Comment on A blueprint for Amtrak success from T4A Chair John Robert Smith by Andrew Selden


This story contains two serious errors, one of omission and one a material misstatement.
ALL the inter-regional routes have recovered fully from the epidemic, but they are being sabotaged and suffocated by Amtrak management: (i) trains are not carrying the full consist of cars that they did before the epidemic, creating false declines in usage simply because there are no seats and sleeper rooms available to sell; (ii) management still refuses coach passengers access to dining cars, forcing them to endure junk food from the snack bars for two or three day trips; (iii) prices are artificially inflated; and (iv) several trains have had their lounge cars removed, downgrading passengers travel experience.

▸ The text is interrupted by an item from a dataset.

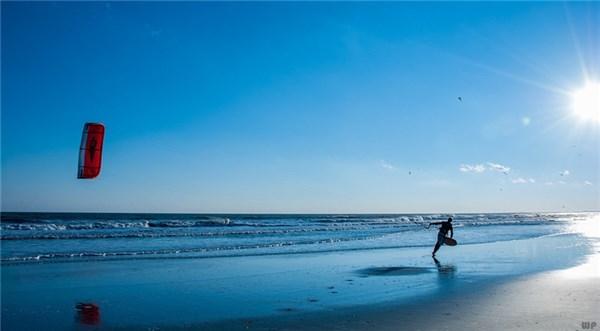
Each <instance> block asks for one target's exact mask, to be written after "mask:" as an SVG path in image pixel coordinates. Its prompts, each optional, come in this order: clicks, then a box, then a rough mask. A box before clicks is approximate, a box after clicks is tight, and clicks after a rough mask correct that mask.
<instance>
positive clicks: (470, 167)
mask: <svg viewBox="0 0 600 331" xmlns="http://www.w3.org/2000/svg"><path fill="white" fill-rule="evenodd" d="M458 169H459V170H460V171H462V172H477V173H480V172H484V171H485V166H484V165H483V164H475V165H470V164H461V165H460V168H458Z"/></svg>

The critical omission is the simple fact that the inter-regional trains strongly out-perform all the shorter corridor trains, including the Northeast Corridor. The once a day (or less) inter-regional trains carry as many intercity passengers as do the dozens of daily NEC trains (most NEC customers are classified as commuters, not intercity); they produce 50% more annual revenue passenger miles than do all the NEC trains; they have greater load factors than any corridor trains; they have market shares along their routes that are 3 to 5 times greater than the market share of Amtrak’s NEC trains; and they do all that on less than 1/4th the annual subsidy cost that the NEC incurs.